I can't see how it's possible for someone to be more identifiable with an object that doesn't directly pertain to their work than I am with stairs, and I don't think anyone in history has been. They do pertain to my work in that they're integral to my keeping going, and there are stairs in my work--stairs are crucial in "Fitty," for instance--but stairs are not these implements of my job as such. They are, though, part of a philosophy, a way of seeing and understanding the world and myself. They have informed my thoughts about strength, focus, dedication, presence, and also writing and my art. Stairs are more than physical stairs, a means up and a means down. They represent a form of being.
The stairs of the Bunker Hill Monument have never been easy for me. Since the middle of August, I've done 105,000 stairs inside of the Monument. The other day I was wondering how many total stairs in there I've done over the years and it occurred to me that someone could probably go through this record and come very close to figuring out the number. But there's not been a single time when the stairs of the Monument haven't been challenging to some degree. This is part of their value and a reason why running these stairs matters. I know it won't be easy each time and yet there I am, again and again, running these stairs.
That's a potent reminder, a valuable reinforcing, for a good way to be. The stairs, ironically, keep me grounded in this idea. It's like a musician practicing their scales. They play all of these parts elsewhere, but someone such as Charlie Parker still found value in sitting in his hotel room and practicing his scales. The exercise is much simpler than what he did up on the bandstand with his music, but he understood that the soul itself may build good habits. You return to a simpler good habit because it operates on the same principle as the habits we build up in the doing of harder things. The person of good habits in matters big and small is consistent across the board.
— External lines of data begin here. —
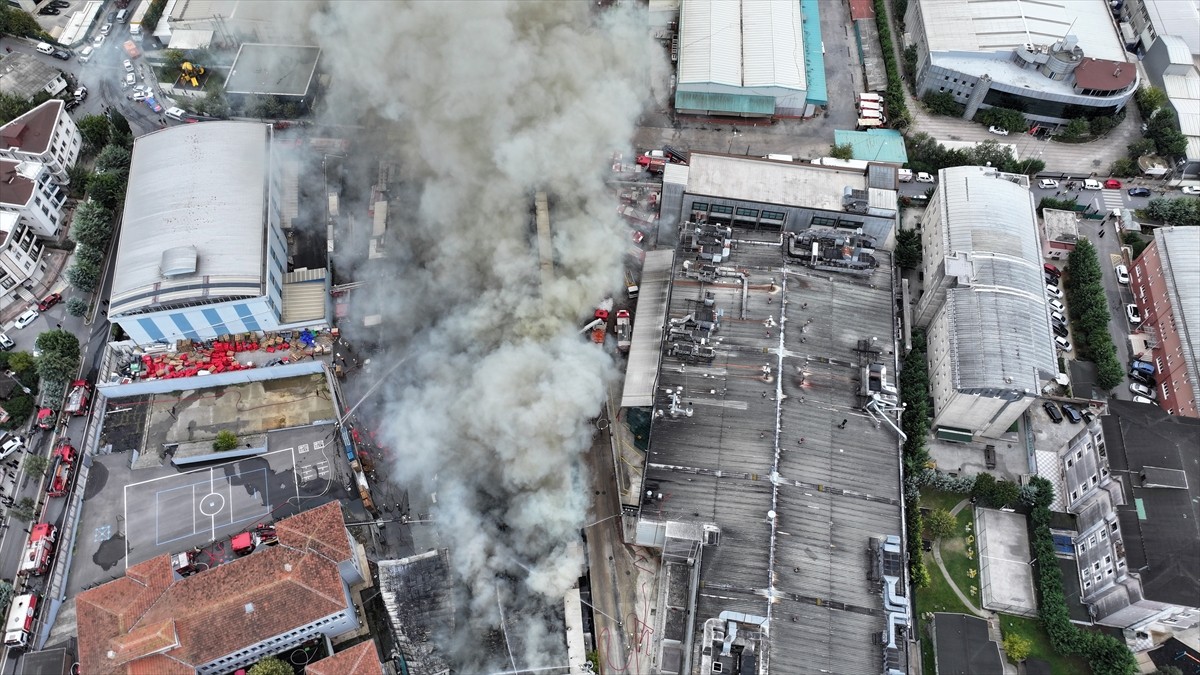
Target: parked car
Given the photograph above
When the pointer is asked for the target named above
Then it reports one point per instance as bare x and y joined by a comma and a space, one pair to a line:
1053, 411
1132, 314
1143, 390
49, 302
1072, 413
1143, 365
25, 318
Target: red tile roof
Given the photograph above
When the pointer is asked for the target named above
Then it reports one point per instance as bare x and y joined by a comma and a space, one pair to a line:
360, 659
31, 131
219, 610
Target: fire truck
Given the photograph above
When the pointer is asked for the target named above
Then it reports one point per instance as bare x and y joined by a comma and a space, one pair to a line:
40, 549
61, 469
19, 627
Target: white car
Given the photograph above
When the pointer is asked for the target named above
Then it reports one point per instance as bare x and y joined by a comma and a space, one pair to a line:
1133, 315
1143, 390
24, 320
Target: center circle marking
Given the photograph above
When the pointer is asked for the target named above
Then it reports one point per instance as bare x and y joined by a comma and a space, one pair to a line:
211, 503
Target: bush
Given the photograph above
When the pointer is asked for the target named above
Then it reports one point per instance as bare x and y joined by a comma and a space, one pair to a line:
226, 441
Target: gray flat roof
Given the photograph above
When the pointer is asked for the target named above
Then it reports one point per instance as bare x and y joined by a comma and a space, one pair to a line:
279, 70
642, 371
832, 490
754, 179
201, 185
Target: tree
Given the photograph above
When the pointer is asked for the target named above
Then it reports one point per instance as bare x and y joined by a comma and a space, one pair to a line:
77, 306
942, 103
113, 159
271, 665
24, 509
909, 252
108, 189
844, 151
35, 465
226, 441
941, 524
1017, 647
83, 275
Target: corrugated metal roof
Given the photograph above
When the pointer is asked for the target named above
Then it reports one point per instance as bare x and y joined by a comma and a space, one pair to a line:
999, 25
201, 185
642, 371
711, 42
1179, 248
737, 103
772, 45
1000, 333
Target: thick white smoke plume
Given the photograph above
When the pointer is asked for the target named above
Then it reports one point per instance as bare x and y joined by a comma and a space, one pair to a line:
485, 103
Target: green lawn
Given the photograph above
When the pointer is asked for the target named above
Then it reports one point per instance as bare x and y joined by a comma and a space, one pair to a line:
1031, 628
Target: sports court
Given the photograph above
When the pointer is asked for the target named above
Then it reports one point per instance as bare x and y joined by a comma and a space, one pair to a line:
177, 512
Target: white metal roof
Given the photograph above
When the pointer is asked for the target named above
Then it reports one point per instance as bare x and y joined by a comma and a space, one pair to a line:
711, 42
1176, 17
742, 43
1001, 25
199, 185
772, 45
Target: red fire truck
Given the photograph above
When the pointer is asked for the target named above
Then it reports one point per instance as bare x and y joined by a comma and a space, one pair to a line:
40, 549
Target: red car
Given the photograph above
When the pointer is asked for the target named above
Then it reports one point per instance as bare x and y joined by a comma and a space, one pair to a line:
49, 302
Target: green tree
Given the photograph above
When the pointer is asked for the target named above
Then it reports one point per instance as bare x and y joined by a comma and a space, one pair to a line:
940, 523
1150, 99
83, 275
77, 306
226, 441
844, 151
1017, 647
909, 251
271, 665
114, 159
91, 225
95, 130
35, 465
942, 103
108, 189
24, 509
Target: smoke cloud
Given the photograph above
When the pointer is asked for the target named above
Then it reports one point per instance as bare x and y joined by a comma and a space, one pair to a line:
486, 103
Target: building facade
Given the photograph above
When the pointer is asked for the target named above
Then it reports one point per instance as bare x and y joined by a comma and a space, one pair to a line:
984, 306
1165, 284
973, 52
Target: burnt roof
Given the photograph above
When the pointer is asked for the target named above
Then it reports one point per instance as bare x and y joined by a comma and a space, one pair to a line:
1104, 75
1155, 454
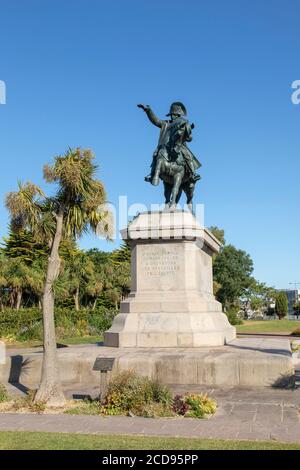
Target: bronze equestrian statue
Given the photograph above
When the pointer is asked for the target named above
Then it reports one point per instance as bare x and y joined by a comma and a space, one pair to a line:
173, 162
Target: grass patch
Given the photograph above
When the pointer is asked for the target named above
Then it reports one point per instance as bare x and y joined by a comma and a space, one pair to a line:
268, 326
65, 341
59, 441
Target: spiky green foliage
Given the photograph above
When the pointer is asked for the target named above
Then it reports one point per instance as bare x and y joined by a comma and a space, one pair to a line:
81, 196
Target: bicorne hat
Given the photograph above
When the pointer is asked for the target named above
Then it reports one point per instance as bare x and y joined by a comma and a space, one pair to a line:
177, 108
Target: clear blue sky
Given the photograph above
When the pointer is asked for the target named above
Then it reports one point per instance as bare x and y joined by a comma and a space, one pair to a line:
75, 70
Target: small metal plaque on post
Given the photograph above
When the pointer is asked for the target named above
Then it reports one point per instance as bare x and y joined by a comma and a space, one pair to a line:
103, 365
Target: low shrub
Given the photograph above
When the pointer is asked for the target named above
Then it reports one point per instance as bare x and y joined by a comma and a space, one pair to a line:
200, 405
131, 394
26, 324
193, 405
180, 407
233, 317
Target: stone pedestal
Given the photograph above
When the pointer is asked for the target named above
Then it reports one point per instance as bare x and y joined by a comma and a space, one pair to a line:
171, 304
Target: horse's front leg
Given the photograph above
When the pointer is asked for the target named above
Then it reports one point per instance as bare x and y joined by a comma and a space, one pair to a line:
176, 187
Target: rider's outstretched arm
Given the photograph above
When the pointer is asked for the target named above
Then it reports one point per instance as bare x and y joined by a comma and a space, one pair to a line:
152, 117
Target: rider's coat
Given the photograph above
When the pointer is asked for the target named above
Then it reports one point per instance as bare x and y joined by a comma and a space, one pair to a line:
172, 141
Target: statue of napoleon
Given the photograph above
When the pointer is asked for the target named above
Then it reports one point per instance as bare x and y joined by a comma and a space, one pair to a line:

I write works of art every day that no one can touch. But that is also like running the stairs. I come, I put the time in, I don't shear off stairs, if you will, I keep my pace, I don't walk away, I don't avoid. I do.
Stairs are a way of life. No, the stairs of the Monument have never been easy. But I do them every day. Each time I stand at the bottom of them, before having begun, I am committed to finishing and doing them properly. I know I can if I maintain discipline and commitment. And I know that this helps me elsewhere. Taken all together, it's part of how I am able to stay alive and keeping at it right now.
When I played hockey, I knew that if I practiced well, to the best of my abilities, I would play well in the games. Writing is the same way for me. If I do what I need to do the best that I can in this area that pertains to the writing, and in the writing itself, my results as to the quality of the work is guaranteed. I will create something that no one else could. I build momentum--and keep going--in all kinds of ways. For instance, at some ungodly hour of the morning for other people--what they would still consider night--I might come to these pages and write something to loosen the fingers, to make the blood flow, before I write this feature and work on that story and complete this op-ed. Let's say there is half a cup of coffee on the desk from the day before. I will finish the cup so as not to leave it unfinished. Again, it is the reinforcement of habits. These habits then become how one is. They're not habits any more.
This is how we change. How we grow. Stairs, for me, are a symbolic representation of an idea given tangible form in my life. When I hold people accountable in these pages because I know and can easily prove the discriminatory nature of their practices, the stairs are a part of that, too.